Gemäß der Judikatur des Verwaltungsgerichtshofes ist gerade Kindern, welche noch im jungen Alter sind und die mit ihren Eltern gemeinsam ausreisen, die (Re‑)Integration im Herkunftsstaat der Eltern zumutbar. So nahm der Verwaltungsgerichtshof in seiner Entscheidung vom 30.08.2011, Zl. 2009/21/0015 an, dass bei einem 6 Jahre und 3 Monate dauernden Aufenthalt in Österreich erwartet werden kann, die Kinder werden sich im Rahmen des gewohnten familiären Umfeldes an die neuen Begebenheiten im Herkunftsstaat der Eltern anpassen können (vgl. auch VwGH vom 19. Mai 2011, Zlen. 2009/21/0115, 116, mwN). Selbst Schwierigkeiten bei der (Re )Integration sind in derartigen Fällen nach der ständigen Rechtsprechung des Verwaltungsgerichtshofes im öffentlichen Interesse an einem geordneten Fremdenwesen in Kauf zu nehmen (vgl. VwGH vom 5. Juli 2011, Zl. 2008/21/0282).

In diesem Zusammenhang sei auch auf die höchstgerichtliche Judikatur verwiesen, wonach selbst die -hier bei weitem nicht vorhandenen-Umstände, dass selbst ein Fremder, der perfekt Deutsch spricht sowie sozial vielfältig vernetzt und integriert ist, über keine über das übliche Maß hinausgehenden Integrationsmerkmale verfügt und diesen daher nur untergeordnete Bedeutung zukommt (Erk. d. VwGH vom 6.11.2009, 2008/18/0720; 25.02.2010, 2010/18/0029).

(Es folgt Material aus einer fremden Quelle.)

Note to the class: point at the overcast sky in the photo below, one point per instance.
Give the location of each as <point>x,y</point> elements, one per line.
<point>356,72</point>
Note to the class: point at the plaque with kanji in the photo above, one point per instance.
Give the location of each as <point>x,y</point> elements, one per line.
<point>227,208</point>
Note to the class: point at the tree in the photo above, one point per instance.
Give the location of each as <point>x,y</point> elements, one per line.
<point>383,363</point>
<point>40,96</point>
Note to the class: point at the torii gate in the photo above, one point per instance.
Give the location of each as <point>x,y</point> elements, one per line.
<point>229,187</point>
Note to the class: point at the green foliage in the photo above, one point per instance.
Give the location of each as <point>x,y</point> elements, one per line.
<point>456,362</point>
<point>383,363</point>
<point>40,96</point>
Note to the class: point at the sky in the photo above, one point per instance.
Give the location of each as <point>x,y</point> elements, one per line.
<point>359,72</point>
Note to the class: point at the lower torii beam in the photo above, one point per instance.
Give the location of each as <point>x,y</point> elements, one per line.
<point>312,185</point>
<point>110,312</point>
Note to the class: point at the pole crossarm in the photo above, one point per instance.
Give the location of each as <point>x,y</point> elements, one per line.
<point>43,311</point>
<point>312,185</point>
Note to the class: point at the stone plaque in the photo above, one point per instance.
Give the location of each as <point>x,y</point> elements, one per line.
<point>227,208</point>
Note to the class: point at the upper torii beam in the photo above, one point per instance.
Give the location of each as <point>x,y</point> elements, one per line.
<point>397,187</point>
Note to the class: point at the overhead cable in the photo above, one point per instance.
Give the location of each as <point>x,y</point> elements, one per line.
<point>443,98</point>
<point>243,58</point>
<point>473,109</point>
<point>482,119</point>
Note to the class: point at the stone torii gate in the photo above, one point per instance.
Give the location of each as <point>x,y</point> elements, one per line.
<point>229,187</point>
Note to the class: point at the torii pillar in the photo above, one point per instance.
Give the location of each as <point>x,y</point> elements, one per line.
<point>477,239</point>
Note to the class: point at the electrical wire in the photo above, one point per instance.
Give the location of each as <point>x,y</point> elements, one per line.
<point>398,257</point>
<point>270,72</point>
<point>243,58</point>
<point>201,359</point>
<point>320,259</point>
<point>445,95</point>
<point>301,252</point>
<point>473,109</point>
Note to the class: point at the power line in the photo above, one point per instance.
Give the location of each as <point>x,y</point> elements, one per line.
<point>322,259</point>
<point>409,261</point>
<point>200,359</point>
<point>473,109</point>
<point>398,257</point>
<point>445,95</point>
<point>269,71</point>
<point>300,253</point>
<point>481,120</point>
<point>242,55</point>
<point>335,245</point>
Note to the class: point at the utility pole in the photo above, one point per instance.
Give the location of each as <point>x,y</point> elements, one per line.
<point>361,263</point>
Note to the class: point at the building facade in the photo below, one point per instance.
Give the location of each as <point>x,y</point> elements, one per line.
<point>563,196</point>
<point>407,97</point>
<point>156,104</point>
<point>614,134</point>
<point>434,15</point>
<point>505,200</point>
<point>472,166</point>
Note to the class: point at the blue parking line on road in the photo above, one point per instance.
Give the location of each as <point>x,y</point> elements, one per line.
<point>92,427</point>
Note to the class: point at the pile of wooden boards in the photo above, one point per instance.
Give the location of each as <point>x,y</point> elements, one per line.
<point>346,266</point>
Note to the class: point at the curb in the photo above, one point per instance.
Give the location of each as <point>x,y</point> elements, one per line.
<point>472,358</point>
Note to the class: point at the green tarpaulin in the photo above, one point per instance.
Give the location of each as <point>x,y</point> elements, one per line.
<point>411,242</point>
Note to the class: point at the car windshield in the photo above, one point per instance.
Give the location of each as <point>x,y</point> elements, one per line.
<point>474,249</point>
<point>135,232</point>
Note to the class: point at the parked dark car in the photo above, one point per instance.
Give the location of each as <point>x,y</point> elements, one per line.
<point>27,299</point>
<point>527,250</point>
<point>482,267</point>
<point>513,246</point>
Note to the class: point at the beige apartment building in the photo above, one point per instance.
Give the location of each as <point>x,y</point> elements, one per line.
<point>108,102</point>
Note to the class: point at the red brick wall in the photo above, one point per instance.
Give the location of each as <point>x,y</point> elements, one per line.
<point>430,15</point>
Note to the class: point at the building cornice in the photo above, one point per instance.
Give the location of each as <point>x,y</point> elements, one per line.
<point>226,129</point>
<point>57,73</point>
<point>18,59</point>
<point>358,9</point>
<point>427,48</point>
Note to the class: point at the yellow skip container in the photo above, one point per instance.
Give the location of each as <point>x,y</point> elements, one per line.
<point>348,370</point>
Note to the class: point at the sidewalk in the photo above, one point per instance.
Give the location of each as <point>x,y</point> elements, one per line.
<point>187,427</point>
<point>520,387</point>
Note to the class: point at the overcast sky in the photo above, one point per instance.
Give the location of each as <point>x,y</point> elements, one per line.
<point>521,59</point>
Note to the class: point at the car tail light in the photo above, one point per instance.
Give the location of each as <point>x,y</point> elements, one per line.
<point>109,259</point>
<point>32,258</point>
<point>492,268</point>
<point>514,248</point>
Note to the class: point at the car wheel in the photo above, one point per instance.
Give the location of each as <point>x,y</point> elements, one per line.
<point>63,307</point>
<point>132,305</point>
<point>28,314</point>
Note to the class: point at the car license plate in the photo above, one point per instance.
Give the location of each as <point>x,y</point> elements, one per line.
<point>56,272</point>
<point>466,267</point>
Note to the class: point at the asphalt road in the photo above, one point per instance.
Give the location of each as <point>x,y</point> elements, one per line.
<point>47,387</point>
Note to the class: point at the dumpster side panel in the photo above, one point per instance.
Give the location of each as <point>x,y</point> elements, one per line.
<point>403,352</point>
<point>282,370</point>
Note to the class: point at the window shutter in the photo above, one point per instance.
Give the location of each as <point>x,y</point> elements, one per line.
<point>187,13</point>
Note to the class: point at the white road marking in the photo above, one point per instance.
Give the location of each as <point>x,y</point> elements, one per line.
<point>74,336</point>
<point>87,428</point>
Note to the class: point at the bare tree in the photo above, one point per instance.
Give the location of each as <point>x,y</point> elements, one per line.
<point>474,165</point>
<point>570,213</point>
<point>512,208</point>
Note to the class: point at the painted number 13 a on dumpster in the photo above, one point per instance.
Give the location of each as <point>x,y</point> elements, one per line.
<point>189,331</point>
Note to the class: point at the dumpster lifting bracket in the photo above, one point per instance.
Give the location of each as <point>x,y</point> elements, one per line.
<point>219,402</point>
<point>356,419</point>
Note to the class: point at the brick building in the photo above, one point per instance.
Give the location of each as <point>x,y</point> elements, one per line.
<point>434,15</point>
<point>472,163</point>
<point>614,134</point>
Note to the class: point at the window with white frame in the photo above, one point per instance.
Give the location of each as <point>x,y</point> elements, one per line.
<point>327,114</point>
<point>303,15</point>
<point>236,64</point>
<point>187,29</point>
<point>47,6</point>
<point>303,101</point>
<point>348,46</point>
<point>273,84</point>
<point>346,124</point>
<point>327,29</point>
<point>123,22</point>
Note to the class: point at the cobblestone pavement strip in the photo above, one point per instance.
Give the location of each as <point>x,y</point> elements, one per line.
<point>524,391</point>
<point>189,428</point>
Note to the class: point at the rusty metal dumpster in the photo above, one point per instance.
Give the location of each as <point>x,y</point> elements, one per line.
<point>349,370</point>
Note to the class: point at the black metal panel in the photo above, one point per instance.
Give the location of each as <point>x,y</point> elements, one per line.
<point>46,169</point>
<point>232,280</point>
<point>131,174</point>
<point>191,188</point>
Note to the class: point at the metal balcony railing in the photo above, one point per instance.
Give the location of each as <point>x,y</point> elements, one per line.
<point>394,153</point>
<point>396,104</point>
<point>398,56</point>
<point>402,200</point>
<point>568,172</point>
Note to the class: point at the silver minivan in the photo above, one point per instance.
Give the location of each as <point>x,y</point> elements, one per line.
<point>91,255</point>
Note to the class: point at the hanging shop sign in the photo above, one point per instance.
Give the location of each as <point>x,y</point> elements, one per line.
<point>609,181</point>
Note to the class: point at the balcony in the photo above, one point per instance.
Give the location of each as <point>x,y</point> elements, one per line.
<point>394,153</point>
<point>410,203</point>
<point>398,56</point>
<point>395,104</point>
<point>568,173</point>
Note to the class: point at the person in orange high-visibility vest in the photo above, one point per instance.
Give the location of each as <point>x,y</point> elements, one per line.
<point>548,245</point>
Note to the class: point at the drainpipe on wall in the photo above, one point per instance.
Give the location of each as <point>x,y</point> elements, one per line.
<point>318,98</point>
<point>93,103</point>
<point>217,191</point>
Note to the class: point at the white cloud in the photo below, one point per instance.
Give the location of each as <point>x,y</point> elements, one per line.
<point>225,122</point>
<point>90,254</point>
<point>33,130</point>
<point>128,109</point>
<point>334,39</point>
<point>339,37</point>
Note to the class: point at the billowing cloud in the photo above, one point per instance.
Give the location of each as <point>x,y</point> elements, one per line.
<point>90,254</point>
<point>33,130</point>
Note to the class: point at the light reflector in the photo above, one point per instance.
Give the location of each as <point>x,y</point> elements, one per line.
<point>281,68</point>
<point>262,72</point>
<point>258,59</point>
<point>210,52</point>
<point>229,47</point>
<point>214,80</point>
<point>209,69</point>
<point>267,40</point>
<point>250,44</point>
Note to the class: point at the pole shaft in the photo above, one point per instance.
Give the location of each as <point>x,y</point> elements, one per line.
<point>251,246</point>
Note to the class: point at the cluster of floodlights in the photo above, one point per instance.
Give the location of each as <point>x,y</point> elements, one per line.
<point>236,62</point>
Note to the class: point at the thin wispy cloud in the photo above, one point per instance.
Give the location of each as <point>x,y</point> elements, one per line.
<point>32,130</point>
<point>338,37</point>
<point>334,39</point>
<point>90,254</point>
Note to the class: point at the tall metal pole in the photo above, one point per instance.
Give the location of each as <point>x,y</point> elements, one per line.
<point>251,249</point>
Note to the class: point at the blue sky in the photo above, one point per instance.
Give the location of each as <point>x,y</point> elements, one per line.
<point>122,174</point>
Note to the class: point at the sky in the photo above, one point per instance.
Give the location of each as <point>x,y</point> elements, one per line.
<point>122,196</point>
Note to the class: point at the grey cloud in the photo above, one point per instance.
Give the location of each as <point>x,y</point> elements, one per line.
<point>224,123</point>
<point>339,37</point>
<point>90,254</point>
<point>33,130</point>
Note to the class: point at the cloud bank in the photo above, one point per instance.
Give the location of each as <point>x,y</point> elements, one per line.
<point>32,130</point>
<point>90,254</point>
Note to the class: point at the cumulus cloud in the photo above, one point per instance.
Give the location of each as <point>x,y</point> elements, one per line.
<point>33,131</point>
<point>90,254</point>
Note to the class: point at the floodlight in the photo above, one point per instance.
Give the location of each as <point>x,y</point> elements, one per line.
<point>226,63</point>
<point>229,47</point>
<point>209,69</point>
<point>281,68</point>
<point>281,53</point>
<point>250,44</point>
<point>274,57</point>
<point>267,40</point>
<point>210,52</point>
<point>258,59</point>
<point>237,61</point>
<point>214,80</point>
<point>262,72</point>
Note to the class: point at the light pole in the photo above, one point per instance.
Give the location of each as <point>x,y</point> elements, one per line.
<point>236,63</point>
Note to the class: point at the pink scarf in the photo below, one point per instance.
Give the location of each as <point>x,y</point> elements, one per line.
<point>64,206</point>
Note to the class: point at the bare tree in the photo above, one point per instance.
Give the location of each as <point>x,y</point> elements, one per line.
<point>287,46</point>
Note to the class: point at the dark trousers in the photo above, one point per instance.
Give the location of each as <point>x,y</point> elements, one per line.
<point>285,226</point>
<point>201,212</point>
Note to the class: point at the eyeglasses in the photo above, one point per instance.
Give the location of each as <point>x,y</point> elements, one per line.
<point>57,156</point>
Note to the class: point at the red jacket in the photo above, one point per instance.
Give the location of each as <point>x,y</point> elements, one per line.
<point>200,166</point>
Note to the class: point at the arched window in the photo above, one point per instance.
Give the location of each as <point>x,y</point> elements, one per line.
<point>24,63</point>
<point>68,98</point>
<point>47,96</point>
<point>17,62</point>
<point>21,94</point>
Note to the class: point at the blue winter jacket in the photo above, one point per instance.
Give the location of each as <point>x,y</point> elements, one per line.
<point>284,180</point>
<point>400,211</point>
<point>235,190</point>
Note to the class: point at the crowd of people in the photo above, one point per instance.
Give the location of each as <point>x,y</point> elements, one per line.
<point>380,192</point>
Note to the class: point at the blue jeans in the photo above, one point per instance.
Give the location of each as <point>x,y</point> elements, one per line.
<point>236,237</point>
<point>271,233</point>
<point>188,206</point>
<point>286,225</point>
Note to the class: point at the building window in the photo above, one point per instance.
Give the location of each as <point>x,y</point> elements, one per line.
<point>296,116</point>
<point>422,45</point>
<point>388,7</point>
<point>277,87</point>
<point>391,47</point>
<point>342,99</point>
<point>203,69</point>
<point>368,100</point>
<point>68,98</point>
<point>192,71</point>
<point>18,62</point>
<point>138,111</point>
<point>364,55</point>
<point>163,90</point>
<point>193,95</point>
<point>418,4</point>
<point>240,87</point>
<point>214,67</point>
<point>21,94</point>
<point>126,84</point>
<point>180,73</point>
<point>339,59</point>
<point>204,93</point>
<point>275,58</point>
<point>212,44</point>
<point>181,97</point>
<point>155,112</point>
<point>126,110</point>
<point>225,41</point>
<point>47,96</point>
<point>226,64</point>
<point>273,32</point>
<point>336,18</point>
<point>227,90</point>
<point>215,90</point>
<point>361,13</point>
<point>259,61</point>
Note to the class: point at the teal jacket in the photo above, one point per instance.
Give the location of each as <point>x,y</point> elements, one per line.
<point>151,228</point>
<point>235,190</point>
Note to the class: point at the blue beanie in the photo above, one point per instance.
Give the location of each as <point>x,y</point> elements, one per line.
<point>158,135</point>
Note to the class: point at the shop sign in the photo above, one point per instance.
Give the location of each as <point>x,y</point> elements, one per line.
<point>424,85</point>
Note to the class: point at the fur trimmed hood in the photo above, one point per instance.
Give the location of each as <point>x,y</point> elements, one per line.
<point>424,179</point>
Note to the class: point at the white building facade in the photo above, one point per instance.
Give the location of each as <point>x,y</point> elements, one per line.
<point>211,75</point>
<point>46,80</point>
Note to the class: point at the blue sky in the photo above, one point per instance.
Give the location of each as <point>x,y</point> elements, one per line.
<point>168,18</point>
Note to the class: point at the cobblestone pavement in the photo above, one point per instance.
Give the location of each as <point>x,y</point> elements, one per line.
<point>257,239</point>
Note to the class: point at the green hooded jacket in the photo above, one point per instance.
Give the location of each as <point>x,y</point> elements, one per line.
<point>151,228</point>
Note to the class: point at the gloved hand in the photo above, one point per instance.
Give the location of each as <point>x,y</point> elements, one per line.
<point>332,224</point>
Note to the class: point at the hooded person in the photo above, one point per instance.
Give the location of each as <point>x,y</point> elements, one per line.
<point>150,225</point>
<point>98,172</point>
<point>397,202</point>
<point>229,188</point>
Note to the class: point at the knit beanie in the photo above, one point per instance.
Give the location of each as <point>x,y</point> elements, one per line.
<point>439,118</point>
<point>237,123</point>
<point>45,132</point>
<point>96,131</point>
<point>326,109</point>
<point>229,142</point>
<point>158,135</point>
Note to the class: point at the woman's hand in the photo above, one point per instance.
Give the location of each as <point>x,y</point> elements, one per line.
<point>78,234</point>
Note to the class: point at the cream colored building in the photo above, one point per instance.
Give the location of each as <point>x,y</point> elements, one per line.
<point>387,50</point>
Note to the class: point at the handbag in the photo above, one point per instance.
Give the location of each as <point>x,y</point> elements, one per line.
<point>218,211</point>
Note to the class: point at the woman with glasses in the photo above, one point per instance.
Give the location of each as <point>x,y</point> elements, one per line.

Die bP 1 - 3 verbrachten den überwiegenden Teil ihres Lebens in Armenien, wurden dort sozialisiert und sprechen die dortige Mehrheitssprache auf muttersprachlichem Niveau. Ebenso ist davon auszugehen, dass in Armenien Bezugspersonen etwa im Sinne eines gewissen Freundes- und/oder Bekanntenkreises der bP existieren, da nichts darauf hindeutet, dass die bP vor ihrer Ausreise in ihrem Herkunftsstaat in völliger sozialer Isolation gelebt hätten. Es deutet daher nichts darauf hin, dass es den bP im Falle einer Rückkehr in ihren Herkunftsstaat nicht möglich wäre, sich in die dortige Gesellschaft erneut zu integrieren.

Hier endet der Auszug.